(AP) - Israel pounded suspected Hezbollah positions across Lebanon on Thursday, extending its air campaign a day after suffering its highest one-day casualty toll since its military offensive began. An Israeli Cabinet minister said lack of agreement on a cease-fire gave Israel permission to press deeper to wipe out the Islamic militant group.
The airstrikes also hit a Lebanese army base and a radio relay station and destroyed several roads. The series of raids in northern, eastern and southern Lebanon, which killed at least one person and wounded others, came as the Israeli government was to meet Thursday to decide whether to broaden the offensive, now in its third week, against Hezbollah guerrillas, reports Trend.
On Wednesday, a high-level Mideast conference in Rome ended in disagreement, with most European leaders urging an immediate cease-fire, but the U.S. willing to give Israel more time to punish the guerrilla group.
Justice Minister Haim Ramon, who is close to Israeli Prime Minister Ehud Olmert, said Israel interprets this as a green light to continue its offensive.
"We received yesterday at the Rome conference permission from the world ... to continue the operation, this war, until Hezbollah won't be located in Lebanon and until it is disarmed," he told Israel Army Radio. "Everyone understands that a victory for Hezbollah is a victory for world terror."
The call for greater firepower came after Israel suffered its heaviest casualty toll
in a single battle in the 16-day campaign, with nine soldiers killed and 25 wounded in house-to-house fighting in Hezbollah strongholds in Lebanon on Wednesday.
The crisis began July 12 when Hezbollah fighters staged a cross-border attack that led to the deaths of eight Israeli soldiers and left two captured.
Israeli army commanders have said troops would seize additional towns and villages in south Lebanon to force out Hezbollah gunmen.
In the first apparent ramification of the killing of four U.N. observers by an Israeli airstrike earlier this week, Australia decided to withdraw 12 unarmed logistics specialists who had been sent to southern Lebanon to help with evacuation efforts. It also said it would not support a new international force in southern Lebanon unless it had the strength and will to disarm Hezbollah, Prime Minister John Howard said Thursday.
Earlier this month, Australian Defense Minister Brendan Nelson backed participation of Australian troops in a new U.N. Middle East peacekeeping mission, but on Thursday, he seemed to rule out any major contribution.
"I would be surprised if Australia were to be committing a significant number of troops to this area," Nelson said.

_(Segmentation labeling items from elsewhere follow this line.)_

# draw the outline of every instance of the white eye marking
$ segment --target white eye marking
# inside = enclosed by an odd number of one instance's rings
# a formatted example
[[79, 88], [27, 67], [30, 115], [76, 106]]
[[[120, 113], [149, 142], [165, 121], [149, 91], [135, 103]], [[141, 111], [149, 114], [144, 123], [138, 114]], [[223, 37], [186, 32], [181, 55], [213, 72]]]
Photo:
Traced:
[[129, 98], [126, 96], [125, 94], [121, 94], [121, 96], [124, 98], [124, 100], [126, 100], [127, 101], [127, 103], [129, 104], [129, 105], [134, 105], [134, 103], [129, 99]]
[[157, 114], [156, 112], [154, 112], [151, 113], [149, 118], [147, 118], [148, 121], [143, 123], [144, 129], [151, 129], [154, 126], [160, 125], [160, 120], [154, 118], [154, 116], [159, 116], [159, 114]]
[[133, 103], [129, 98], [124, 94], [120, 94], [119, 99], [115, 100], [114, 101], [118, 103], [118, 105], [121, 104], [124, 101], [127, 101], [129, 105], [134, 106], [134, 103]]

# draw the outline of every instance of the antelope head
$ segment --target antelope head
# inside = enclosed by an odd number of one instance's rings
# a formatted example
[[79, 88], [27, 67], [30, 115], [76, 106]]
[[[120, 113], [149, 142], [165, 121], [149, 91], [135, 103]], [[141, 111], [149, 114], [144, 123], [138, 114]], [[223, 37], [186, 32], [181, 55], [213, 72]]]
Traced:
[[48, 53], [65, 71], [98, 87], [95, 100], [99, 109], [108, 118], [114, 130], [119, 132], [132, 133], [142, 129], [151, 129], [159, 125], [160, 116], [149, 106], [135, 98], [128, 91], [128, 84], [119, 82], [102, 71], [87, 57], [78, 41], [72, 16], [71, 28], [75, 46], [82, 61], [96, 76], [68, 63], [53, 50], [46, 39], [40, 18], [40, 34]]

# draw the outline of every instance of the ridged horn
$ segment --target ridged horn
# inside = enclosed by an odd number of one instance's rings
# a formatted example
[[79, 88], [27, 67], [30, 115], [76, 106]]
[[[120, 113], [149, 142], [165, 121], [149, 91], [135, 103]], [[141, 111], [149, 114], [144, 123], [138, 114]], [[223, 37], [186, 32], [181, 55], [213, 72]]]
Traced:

Australia, a staunch U.S. ally in the war on terror, has troops in Iraq and Afghanistan.
Meanwhile, Israeli warplanes struck a road in Rayak, a few miles from the Lebanese-Syrian border early Thursday, wounding two soldiers and a civilian, Lebanese officials said, speaking on condition of anonymity because they were not authorized to make statements to the media.

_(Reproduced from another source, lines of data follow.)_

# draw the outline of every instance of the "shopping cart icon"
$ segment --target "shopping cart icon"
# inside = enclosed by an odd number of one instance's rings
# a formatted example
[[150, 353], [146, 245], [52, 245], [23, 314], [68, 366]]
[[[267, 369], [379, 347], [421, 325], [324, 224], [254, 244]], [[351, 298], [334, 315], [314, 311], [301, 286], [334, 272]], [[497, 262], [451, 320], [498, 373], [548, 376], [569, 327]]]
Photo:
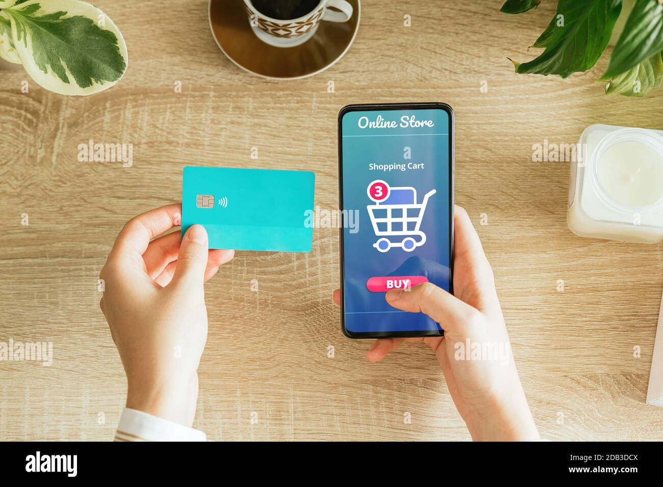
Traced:
[[[376, 184], [379, 187], [379, 195], [383, 197], [380, 201], [371, 195], [371, 188]], [[383, 186], [382, 191], [380, 186]], [[426, 234], [419, 227], [428, 198], [436, 192], [435, 189], [429, 191], [418, 205], [416, 189], [414, 188], [389, 188], [381, 181], [371, 183], [369, 186], [369, 197], [375, 201], [375, 204], [369, 205], [366, 209], [375, 235], [381, 237], [373, 246], [379, 252], [387, 252], [392, 247], [401, 247], [406, 252], [412, 252], [423, 245], [426, 243]], [[387, 239], [388, 237], [392, 238]], [[401, 237], [404, 238], [401, 239]]]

Israeli fighter jets also carried out more than 30 bombing runs in Iqlim al Tuffah, a highland region where Hezbollah is believed to have offices and bases, the officials and witnesses said.
The airstrikes, which targeted mostly deserted houses allegedly belonging to Hezbollah activists and roads linking villages in the region, caused a number of casualties, the officials said. Ambulances and civil defense crews were unable to reach the targeted areas because of intense bombardment, witnesses said.

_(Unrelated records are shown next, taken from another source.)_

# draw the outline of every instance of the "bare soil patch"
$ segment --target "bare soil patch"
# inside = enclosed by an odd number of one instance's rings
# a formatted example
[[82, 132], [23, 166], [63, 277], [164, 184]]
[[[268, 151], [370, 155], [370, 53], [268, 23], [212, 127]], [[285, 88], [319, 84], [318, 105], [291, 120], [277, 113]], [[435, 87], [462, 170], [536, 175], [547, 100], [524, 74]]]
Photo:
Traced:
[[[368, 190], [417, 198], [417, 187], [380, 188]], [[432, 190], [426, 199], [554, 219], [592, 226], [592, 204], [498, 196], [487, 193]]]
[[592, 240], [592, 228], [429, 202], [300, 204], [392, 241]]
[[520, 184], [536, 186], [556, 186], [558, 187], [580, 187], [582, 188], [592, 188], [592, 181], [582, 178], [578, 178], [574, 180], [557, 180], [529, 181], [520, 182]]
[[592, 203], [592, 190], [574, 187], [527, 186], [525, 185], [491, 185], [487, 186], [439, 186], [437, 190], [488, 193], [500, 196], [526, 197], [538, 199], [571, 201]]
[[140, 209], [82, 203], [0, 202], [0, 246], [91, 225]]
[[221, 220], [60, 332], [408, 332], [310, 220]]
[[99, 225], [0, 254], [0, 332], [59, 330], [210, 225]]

A Lebanese policeman, Mohammed Abu Hamdan, was killed when an Israeli missile struck his car as he drove in the eastern city of Zahle, security officials said.
At least 423 other people have been killed in Lebanon since the offensive began including 376 civilians reported by the Health Ministry and security officials. The deaths of the soldiers on Wednesday brought to 51 the number of Israelis killed in the campaign, according to the military.
Israeli planes also attacked targets near the southern market town of Nabatiyeh, wounding at least three people.
And a missile hit a four-story building belonging to the Shiite Muslim Amal Movement in the southern port city of Tyre, a day after a strike in the city devastated an empty seven-story building where Hezbollah's top commander in the south has offices. That strike wounded 13 people, including six children, nearby. But a Hezbollah official in Tyre denied Israeli reports that the group's commander in south Lebanon, Sheik Nabil Kaouk, was killed.
The privately owned Lebanese Broadcasting Corp. TV station said Israeli jets struck the army base at Aamchit, 30 miles north of the Lebanese capital near the coast, and knocked down a relay tower in an adjacent field of antennas belonging to Radio Liban. Israeli military officials said the target of the airstrike was a radar station used by Hezbollah for attacks like the one on an Israeli missile boat July 14 that killed four Israeli soldiers.
Israel said Wednesday that it intends to damage Hezbollah and establish a "security zone" that would be free of the guerrillas and extend more than a mile into Lebanon from the Israeli border. Such a zone would prevent Hezbollah from carrying out more cross-border raids.
Israel said it would maintain such a zone, with firepower or other means, until the arrival of an international force with muscle to be deployed in a wider swath of southern Lebanon as opposed to the U.N. force already there that has failed to prevent the violence.